Pensando a música a partir da América Latina: problemas e questões, lançado em 2016 pela editora Letra e Voz, é a primeira obra de Juan Pablo González publicada no Brasil. Musicólogo e historiador chileno, o autor pretende discutir a história da música e da musicologia latino-americanas no século XX, visando entender os processos que levam à formação de ritmos, gêneros, artistas, identificações e diferentes representações no continente. Tendo em vista a extensão do recorte temporal e espacial, o autor toma como foco principal de análise três países – Chile, Argentina e Brasil, porém durante sua narrativa são estabelecidas conexões com outras regiões, tais como os Estados Unidos da América.

Composto por 12 capítulos, que podem ser divididos em dois grupos, o livro reúne textos produzidos e publicados pelo autor no decorrer de sua carreira como pesquisador, possibilitando ao seu leitor conhecer pontos distintos sobre a música latino-americana no século XX. Entre os principais temas abordados estão: as predominantes correntes historiográficas sobre a música latino-americana, as propostas pós-coloniais para compreensão da musicologia no século XX, o espaço feminino na música, os movimentos de vanguardas e as relações inter-americanas.

Destacando a necessidade de abordagens multidisciplinares para os estudos sobre música, González estabelece nos seis primeiros capítulos diálogos com outras áreas de conhecimento, como os Estudos Culturais e Pós-coloniais. As articulações permitem ao autor abordar não apenas a música enquanto letra ou ritmo separadamente, mas destacar aspectos como oralidade, midialidade e performance. Sua proposta de trabalho destaca um elemento central das discussões mais recentes da historiografia musical – a capacidade da canção de presentificar passados e os significar. Deste modo, partindo das considerações do pesquisador chileno, podemos pensar que o estudo da música latino-americana no século XX aponta não apenas para processos criativos e artísticos, mas também para composições políticas, disputas de memória e de amplas temporalidades que se fazem presentes em momentos distintos de nossa contemporaneidade.

Os três primeiros capítulos discutem a formação de correntes de pensamento sobre a musicologia na América Latina no decorrer do século XX e XXI. Pensando primeiramente nas propostas americanistas, cujo objetivo era agregar partes das nações latino-americanas, interamericanas, projeto que partiria dos Estados Unidos, e dos Estudos latino-americanos, a partir do anos de 1980. Nesse contexto, o autor destaca que tais propostas não apenas não se encerraram, mas possuem permanências diretas em nosso presente, relembrando figuras que permanecem na cultura contemporânea, como Xavier Cugat e Carmen Miranda.
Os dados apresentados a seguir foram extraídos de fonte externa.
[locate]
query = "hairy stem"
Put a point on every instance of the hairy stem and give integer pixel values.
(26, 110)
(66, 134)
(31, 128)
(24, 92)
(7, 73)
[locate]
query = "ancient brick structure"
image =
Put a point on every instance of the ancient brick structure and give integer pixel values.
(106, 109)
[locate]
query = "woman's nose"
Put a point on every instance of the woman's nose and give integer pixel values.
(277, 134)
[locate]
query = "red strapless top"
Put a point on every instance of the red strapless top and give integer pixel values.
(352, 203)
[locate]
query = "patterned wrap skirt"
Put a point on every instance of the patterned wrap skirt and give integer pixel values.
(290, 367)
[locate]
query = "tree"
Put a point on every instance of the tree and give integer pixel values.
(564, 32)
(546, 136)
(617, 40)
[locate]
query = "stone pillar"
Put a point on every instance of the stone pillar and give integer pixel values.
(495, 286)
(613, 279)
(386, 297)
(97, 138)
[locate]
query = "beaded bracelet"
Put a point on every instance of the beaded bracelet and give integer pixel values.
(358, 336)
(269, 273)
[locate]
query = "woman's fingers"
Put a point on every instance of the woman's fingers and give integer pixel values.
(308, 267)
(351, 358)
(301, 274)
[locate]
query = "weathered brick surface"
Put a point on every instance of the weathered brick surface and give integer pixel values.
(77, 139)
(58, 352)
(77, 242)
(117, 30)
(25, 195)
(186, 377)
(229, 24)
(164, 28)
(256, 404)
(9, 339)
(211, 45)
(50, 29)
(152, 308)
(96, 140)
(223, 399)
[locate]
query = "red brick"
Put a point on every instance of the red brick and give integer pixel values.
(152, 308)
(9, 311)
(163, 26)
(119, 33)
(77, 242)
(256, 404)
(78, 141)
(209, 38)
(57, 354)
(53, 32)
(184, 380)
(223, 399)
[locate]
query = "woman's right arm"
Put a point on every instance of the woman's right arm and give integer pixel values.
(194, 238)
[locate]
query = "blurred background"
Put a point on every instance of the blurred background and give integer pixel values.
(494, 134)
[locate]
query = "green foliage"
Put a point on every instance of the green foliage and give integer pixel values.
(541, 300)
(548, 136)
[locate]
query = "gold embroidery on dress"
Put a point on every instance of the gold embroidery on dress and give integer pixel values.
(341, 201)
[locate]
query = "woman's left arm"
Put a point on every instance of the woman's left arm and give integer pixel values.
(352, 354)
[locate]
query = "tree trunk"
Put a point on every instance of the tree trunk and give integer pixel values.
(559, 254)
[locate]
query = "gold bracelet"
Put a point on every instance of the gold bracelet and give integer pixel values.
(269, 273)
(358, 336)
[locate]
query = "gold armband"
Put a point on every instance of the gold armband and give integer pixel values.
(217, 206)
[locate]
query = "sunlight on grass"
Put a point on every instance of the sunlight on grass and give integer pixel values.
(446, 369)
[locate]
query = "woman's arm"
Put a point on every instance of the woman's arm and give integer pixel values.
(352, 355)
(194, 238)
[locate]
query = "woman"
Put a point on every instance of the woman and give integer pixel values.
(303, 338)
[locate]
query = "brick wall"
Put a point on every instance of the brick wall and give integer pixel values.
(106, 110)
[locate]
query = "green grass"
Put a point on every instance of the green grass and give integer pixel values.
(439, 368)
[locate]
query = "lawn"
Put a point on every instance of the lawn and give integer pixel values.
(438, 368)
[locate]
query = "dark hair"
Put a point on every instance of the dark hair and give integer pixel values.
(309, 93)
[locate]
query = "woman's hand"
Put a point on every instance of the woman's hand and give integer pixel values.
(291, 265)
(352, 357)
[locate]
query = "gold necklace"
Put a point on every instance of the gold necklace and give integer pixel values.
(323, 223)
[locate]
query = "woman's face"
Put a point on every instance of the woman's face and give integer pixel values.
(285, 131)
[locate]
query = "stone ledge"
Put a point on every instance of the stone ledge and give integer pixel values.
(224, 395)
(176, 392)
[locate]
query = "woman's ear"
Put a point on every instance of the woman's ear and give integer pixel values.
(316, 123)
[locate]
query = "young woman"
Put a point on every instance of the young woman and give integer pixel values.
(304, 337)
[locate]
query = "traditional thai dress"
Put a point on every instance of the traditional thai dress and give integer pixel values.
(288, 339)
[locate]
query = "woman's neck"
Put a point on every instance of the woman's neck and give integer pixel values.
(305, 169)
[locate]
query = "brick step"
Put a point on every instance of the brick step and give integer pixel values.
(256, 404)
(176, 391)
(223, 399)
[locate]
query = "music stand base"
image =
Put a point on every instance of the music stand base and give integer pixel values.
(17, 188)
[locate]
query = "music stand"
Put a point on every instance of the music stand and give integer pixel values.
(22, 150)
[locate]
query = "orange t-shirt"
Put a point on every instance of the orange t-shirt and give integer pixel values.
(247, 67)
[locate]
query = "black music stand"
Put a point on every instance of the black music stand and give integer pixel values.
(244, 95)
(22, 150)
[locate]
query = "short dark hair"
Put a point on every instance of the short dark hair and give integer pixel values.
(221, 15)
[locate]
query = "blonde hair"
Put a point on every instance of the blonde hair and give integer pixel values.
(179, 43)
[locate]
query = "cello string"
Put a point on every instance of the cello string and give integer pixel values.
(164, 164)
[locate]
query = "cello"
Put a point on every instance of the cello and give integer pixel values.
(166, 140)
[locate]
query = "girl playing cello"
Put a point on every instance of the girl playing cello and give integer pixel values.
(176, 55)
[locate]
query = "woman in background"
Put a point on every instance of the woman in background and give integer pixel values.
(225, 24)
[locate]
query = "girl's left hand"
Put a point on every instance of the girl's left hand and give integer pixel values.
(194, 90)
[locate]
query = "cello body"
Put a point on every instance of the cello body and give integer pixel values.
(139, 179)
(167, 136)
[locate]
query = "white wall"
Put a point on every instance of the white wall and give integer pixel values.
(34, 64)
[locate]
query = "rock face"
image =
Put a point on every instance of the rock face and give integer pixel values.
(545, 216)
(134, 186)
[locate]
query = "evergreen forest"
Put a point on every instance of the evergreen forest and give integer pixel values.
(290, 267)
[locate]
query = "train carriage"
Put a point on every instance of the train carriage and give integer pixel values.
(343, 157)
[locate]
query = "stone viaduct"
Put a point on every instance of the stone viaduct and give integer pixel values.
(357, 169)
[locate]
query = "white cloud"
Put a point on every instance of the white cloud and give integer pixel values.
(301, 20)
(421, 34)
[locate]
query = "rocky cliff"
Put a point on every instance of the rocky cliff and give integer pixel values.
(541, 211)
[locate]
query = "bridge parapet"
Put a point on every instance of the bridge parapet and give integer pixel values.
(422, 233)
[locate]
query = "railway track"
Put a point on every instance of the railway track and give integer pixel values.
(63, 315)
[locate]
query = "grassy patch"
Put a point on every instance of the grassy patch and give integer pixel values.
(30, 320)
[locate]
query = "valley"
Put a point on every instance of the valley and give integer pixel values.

Com a emergência da multidisciplinaridade na década de 1970 e 1980, os estudos na área passaram a incorporar novas problemáticas e discussões, como os pensamentos pós-coloniais e, mais recentemente, as humanidades digitais. A principal tese seria que, com o avançar das décadas, os pesquisadores na área de musicologia, e história da música, passaram a interpretar que a abordagem multidisciplinar seria fundamental para compreensão da música e da canção em suas mais distintas características e interlocuções. Os estudos em Ciências Humanas e Sociais na compreensão da canção nas construções sociais e humanas poderiam ser pensados como exemplos disso, a partir de categorias de identificações, gênero, etnia e classe.

Os capítulos IV e V são dedicados especialmente a debates sobre as produções historiográficas relativas a história da música latino-americana, a partir de documentos diversos produzidos nos encontros da IASPM na América Latina. Partindo disso, o autor pensa a organização desses eventos e seus anais como um balanço de pesquisas na área. Criada em 1980 a IASPM, a qual o autor foi diretor, aos poucos passou a abarcar e fomentar as discussões não apenas de gêneros musicais, mas também o estudo sobre pontos de escutas, redes de circulação e a própria indústria cultural. Tendo em vista que um dos focos recentes de estudo na música popular seriam os processos sociais de significação em conjunto aos mecanismos de circulação e produção, González aponta para uma dificuldade recente de tais produções na área – os estudos sobre o consumo. Pontuando os avançados e embates do campo, o autor destaca que o estudo de música popular se faz extremamente pertinente, a partir dos anos de 1980, ao auxiliar a compreensão de tradições e visões de mundo em algumas comunidades que sempre foram marginalizadas.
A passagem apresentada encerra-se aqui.